Friday, February 1, 2013

The Clock is Ticking


                                                        or

                      Props as Prompts & Chekhov, Part 2

 If Act One has a gun on the mantel, it had better be fired by Act Three.
                                           
 Or some such.
~ ~ ~ 
    Anton Chekhov's comment is one of the tenets of the dramatic & literary arts. Google it & you'll get examples & interpretations from here to The Cherry Orchard. What he means is that a well-chosen, deliberately placed prop is one of the writer's best tools & is not to be wasted. 

    It serves as a sudden tap on the shoulder, a snap of the finger to the reader. It can foreshadow, develop characterization, build tension, deflect (or enhance) suspicion. It's your job as creative manipulator, to use them judiciously so a properly placed item-of-interest signals the reader without setting off sirens. (Using them as red herrings is another blog altogether.)

Think ~~
 Winnie the Pooh's elusive honey 
   Miss Havisham's wedding cake
   Scarlett O'Hara's draperies
  James Bond's Aston Martin


 In Part 1 I referred to Augusta Scattergood's use of Junk Poker in GLORY BE.  For Gusty's middle grade readers, that shoe box and the childhood treasures Glory & her sister Jesslyn collected & used for the game come to represent growing pains & the bittersweet angst in coming of age.
                                                                          

 I've just finished NO WAY TO KILL A LADY, Nancy Martin's latest cozy in her Blackbird Sisters mystery series. A neighbor trottings into a scene in her four-in-hand & exchanging  pleasantries with Nora Blackbird raises only a ping, but for good or for evil, we know we're going to see that carriage & its driver again. 

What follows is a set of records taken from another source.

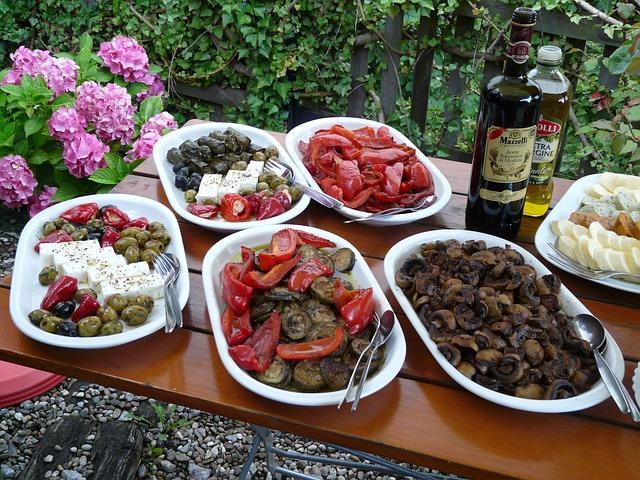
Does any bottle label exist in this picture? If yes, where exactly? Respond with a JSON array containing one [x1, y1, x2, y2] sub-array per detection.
[[529, 117, 562, 185], [482, 125, 536, 183]]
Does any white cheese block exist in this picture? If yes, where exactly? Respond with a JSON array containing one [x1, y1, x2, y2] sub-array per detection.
[[40, 239, 100, 265], [87, 255, 149, 292], [196, 173, 222, 203], [100, 272, 164, 301]]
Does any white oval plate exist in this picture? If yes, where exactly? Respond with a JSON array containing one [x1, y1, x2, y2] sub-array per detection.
[[384, 230, 624, 413], [9, 193, 189, 349], [153, 122, 310, 232], [202, 225, 407, 406], [286, 117, 451, 226], [535, 173, 640, 293]]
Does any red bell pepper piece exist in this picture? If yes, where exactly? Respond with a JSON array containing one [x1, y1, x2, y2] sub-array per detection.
[[276, 328, 344, 360], [220, 193, 251, 222], [71, 294, 100, 323], [220, 262, 253, 314], [102, 207, 131, 230], [60, 202, 100, 225], [221, 307, 253, 346], [258, 228, 298, 272], [243, 255, 300, 290], [40, 275, 78, 311], [256, 197, 285, 220], [34, 230, 73, 253], [229, 312, 281, 373], [100, 227, 120, 248], [287, 258, 333, 293], [187, 203, 220, 219]]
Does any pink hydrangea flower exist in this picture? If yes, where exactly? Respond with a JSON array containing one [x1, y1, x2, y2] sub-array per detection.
[[140, 112, 178, 136], [75, 82, 135, 145], [98, 36, 149, 82], [0, 155, 38, 208], [62, 132, 109, 178], [29, 185, 58, 217], [48, 107, 87, 141]]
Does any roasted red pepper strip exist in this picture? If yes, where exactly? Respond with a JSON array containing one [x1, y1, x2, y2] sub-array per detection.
[[220, 262, 253, 314], [243, 255, 300, 290], [229, 312, 280, 373], [102, 207, 131, 230], [60, 202, 100, 225], [287, 258, 333, 293], [276, 328, 344, 360], [221, 307, 253, 347], [34, 230, 73, 253], [40, 275, 78, 311], [258, 228, 298, 272], [71, 294, 100, 323]]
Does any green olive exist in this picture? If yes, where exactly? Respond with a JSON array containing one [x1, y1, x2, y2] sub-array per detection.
[[144, 240, 164, 254], [38, 265, 58, 285], [124, 245, 140, 263], [71, 228, 89, 242], [107, 294, 129, 313], [96, 308, 119, 323], [78, 315, 102, 337], [120, 305, 149, 327], [184, 190, 198, 203], [129, 294, 154, 313], [151, 230, 171, 247], [100, 320, 123, 335], [40, 315, 64, 333], [73, 288, 98, 303], [120, 227, 144, 238], [113, 237, 138, 253], [42, 222, 58, 235], [140, 248, 158, 267], [29, 309, 51, 325]]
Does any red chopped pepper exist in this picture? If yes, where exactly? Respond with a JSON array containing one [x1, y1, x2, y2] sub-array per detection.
[[40, 275, 78, 311], [221, 307, 253, 346], [243, 255, 300, 290], [187, 203, 220, 219], [100, 227, 120, 248], [229, 312, 281, 373], [258, 228, 298, 272], [276, 328, 344, 360], [60, 202, 100, 225], [71, 294, 100, 323], [34, 230, 73, 253], [220, 193, 251, 222], [220, 262, 253, 314], [287, 258, 333, 293], [102, 207, 131, 230]]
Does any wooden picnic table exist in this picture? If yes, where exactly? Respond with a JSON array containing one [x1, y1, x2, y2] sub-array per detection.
[[0, 121, 640, 479]]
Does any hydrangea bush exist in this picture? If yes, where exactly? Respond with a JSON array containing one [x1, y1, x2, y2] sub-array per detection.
[[0, 35, 177, 216]]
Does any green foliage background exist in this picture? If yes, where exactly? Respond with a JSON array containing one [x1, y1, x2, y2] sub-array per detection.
[[0, 0, 640, 176]]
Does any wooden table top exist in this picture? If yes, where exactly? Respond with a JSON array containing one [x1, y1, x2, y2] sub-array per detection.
[[0, 124, 640, 479]]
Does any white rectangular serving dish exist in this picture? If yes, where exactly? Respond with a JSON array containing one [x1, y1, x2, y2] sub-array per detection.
[[286, 117, 451, 226], [9, 193, 189, 349], [384, 230, 624, 413], [153, 122, 310, 232], [202, 225, 407, 406], [535, 173, 640, 293]]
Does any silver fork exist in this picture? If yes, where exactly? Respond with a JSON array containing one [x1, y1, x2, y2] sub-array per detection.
[[548, 242, 640, 280], [343, 195, 438, 223], [264, 159, 344, 208]]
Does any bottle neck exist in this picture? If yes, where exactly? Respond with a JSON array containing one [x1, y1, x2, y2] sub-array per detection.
[[503, 22, 533, 77]]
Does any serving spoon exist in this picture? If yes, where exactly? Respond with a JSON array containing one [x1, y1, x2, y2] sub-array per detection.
[[573, 313, 640, 422]]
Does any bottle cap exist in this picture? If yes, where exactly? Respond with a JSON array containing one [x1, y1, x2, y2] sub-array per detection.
[[536, 45, 562, 65]]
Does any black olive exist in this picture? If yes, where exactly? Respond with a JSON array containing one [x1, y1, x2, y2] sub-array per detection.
[[51, 300, 76, 318], [57, 320, 78, 337]]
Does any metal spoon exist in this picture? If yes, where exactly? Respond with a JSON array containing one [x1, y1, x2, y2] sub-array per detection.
[[573, 313, 640, 422]]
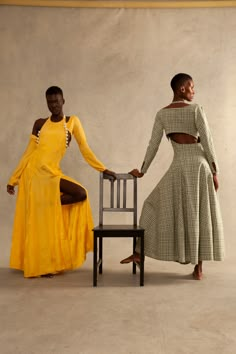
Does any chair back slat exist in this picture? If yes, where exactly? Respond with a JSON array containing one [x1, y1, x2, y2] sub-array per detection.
[[123, 179, 127, 209], [99, 172, 137, 225]]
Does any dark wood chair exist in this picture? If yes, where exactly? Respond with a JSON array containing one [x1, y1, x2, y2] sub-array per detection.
[[93, 172, 144, 286]]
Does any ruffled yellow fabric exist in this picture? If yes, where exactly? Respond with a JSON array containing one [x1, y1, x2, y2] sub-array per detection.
[[8, 116, 106, 277]]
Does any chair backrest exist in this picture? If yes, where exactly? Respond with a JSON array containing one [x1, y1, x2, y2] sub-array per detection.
[[99, 172, 137, 225]]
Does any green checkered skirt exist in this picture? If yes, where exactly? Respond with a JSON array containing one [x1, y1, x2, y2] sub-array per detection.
[[137, 141, 224, 264]]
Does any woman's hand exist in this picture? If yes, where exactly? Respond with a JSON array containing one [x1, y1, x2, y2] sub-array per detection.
[[128, 168, 144, 178], [7, 184, 15, 195], [103, 170, 116, 179], [213, 174, 219, 192]]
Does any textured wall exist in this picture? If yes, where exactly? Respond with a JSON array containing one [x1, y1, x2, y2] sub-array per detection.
[[0, 6, 236, 264]]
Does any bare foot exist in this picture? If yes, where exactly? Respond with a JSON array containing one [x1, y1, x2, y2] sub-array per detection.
[[41, 273, 53, 278], [120, 252, 140, 264]]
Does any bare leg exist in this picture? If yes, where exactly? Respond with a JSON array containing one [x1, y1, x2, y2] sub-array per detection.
[[60, 178, 87, 205]]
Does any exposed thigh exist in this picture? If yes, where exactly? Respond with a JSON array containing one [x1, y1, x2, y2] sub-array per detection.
[[60, 178, 86, 195]]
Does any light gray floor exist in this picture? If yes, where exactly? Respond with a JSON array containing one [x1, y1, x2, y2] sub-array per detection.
[[0, 239, 236, 354]]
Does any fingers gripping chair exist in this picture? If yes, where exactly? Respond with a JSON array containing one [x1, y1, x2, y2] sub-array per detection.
[[93, 172, 144, 286]]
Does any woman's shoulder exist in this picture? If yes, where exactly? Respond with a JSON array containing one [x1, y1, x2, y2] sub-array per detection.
[[32, 118, 48, 135]]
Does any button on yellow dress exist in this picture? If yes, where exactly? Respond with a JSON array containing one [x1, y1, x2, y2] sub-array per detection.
[[8, 116, 106, 277]]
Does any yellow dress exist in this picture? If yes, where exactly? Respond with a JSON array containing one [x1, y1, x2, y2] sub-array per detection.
[[8, 116, 106, 277]]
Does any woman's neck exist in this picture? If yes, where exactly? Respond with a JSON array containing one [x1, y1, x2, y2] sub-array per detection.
[[51, 113, 64, 122]]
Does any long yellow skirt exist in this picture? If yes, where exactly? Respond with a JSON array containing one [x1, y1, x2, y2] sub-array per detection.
[[10, 166, 93, 277]]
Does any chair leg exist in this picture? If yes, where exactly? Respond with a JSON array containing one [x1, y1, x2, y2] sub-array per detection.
[[140, 235, 144, 286], [99, 236, 103, 274], [93, 234, 97, 286], [133, 237, 136, 274]]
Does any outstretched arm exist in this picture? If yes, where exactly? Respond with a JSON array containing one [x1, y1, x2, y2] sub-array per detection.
[[7, 134, 37, 194], [129, 113, 163, 178], [72, 117, 115, 178], [196, 106, 219, 191]]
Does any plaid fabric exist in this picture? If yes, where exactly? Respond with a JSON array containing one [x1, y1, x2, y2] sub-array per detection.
[[137, 105, 224, 264]]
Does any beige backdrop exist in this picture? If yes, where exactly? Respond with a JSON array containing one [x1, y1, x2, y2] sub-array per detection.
[[0, 6, 236, 265]]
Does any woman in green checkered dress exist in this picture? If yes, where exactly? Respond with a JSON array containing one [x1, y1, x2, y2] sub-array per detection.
[[121, 74, 224, 280]]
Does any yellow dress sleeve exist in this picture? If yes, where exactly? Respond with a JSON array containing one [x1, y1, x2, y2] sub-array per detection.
[[72, 116, 106, 171], [8, 134, 37, 186]]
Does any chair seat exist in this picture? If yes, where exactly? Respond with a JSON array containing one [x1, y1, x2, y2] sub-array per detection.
[[93, 172, 144, 286], [93, 225, 144, 236]]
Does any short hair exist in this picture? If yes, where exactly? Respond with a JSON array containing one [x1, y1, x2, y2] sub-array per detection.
[[170, 73, 192, 92], [45, 86, 63, 97]]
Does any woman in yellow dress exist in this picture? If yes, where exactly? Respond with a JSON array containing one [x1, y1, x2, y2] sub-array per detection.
[[7, 86, 115, 277]]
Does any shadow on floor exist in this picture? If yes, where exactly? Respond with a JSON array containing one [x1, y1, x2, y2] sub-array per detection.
[[0, 268, 193, 290]]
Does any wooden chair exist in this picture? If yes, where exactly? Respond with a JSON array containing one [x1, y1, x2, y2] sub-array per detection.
[[93, 172, 144, 286]]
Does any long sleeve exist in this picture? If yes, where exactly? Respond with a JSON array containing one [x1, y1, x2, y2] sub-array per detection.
[[141, 113, 163, 173], [72, 117, 106, 171], [195, 106, 219, 173], [8, 134, 37, 186]]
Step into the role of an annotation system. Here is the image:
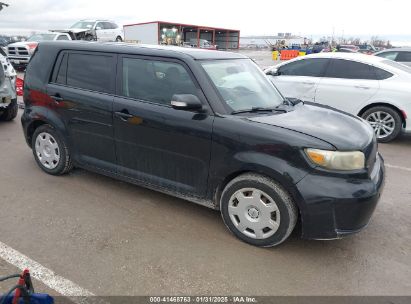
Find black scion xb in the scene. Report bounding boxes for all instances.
[21,42,384,246]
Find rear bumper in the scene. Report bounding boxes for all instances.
[297,154,385,239]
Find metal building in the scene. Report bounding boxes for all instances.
[124,21,240,50]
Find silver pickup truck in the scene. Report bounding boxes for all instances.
[0,49,18,121]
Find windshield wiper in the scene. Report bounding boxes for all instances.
[231,107,287,115]
[285,97,304,106]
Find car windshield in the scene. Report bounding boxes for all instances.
[201,59,284,111]
[27,34,56,42]
[383,59,411,73]
[70,21,94,30]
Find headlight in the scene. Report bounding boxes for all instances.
[305,149,365,171]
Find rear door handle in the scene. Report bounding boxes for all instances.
[355,85,370,90]
[50,94,63,102]
[114,110,134,121]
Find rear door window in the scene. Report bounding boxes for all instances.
[121,58,199,105]
[67,52,115,93]
[325,59,377,80]
[278,58,329,77]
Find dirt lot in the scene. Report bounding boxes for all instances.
[0,110,411,295]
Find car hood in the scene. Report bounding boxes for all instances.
[62,29,91,34]
[8,41,38,47]
[247,103,374,151]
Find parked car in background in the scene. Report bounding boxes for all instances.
[0,50,18,121]
[7,32,71,69]
[21,42,384,247]
[58,20,124,42]
[357,44,377,55]
[0,37,9,52]
[374,48,411,67]
[337,44,360,52]
[265,52,411,142]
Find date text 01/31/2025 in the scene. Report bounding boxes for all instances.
[150,296,257,303]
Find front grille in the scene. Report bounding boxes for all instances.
[7,46,29,56]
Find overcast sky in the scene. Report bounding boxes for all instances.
[0,0,411,40]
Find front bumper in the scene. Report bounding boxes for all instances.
[297,154,385,239]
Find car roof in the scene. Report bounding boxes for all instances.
[375,47,411,55]
[80,19,114,22]
[301,52,386,64]
[39,41,248,60]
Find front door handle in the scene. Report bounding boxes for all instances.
[114,110,134,121]
[355,85,370,90]
[50,94,63,102]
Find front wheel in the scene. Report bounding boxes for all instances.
[361,106,402,143]
[220,173,298,247]
[31,125,73,175]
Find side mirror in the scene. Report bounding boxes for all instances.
[265,68,280,76]
[171,94,203,111]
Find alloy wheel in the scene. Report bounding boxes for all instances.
[35,132,60,169]
[366,111,395,139]
[228,188,280,239]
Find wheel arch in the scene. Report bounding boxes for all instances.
[358,102,406,128]
[214,166,304,216]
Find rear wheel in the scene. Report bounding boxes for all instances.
[220,174,298,247]
[361,106,402,143]
[0,99,19,121]
[32,125,73,175]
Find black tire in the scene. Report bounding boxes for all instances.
[31,124,73,175]
[220,173,298,247]
[361,106,402,143]
[0,99,19,121]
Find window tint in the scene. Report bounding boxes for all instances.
[395,52,411,62]
[57,35,68,40]
[55,53,68,85]
[376,52,398,60]
[371,67,393,80]
[325,59,376,79]
[122,58,199,105]
[67,53,114,93]
[278,58,328,77]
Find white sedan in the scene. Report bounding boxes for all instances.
[265,53,411,142]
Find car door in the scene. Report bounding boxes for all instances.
[269,58,328,101]
[114,56,214,197]
[47,51,116,171]
[315,58,379,115]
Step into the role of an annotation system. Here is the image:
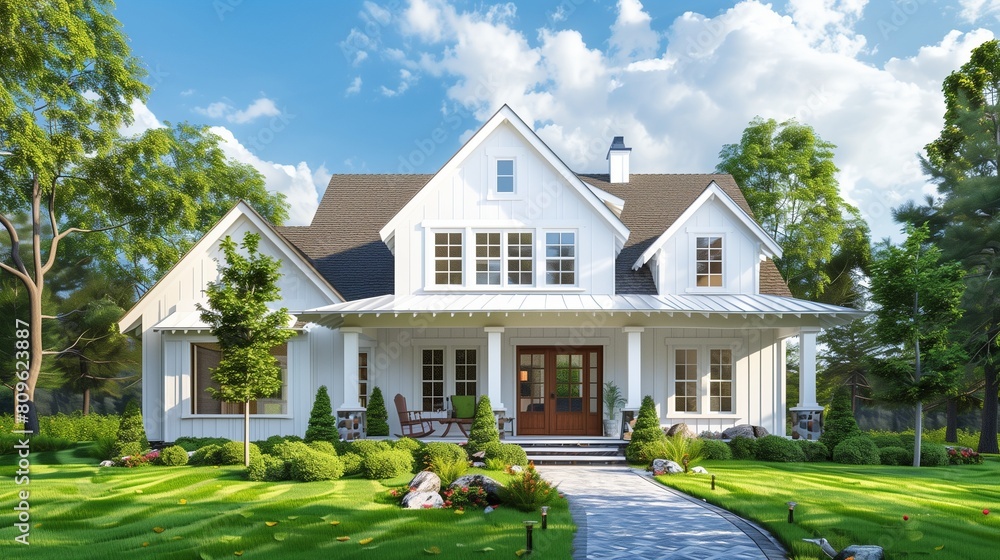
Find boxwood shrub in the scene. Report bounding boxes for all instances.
[157,445,187,467]
[361,446,412,480]
[729,436,757,460]
[833,435,882,465]
[701,439,733,461]
[756,435,806,463]
[795,439,830,463]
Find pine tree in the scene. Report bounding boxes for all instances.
[116,400,149,452]
[465,395,500,453]
[367,387,389,436]
[306,385,340,443]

 As for my shenanigans as author~~

     In the opening chapter of THE CHICK PALACE, my protagonist Johanna, stewing about her role as materfamilias, winds the family mantel clock tended by three generations of women. There's a wing key and discussion of winding against the pressure of the tightening spring. 
So of course there's convoluted family issues & a daughter. 
Yes indeed, that clock gets wound in Act One 
& it's deliberately wound & ticking in Act Three.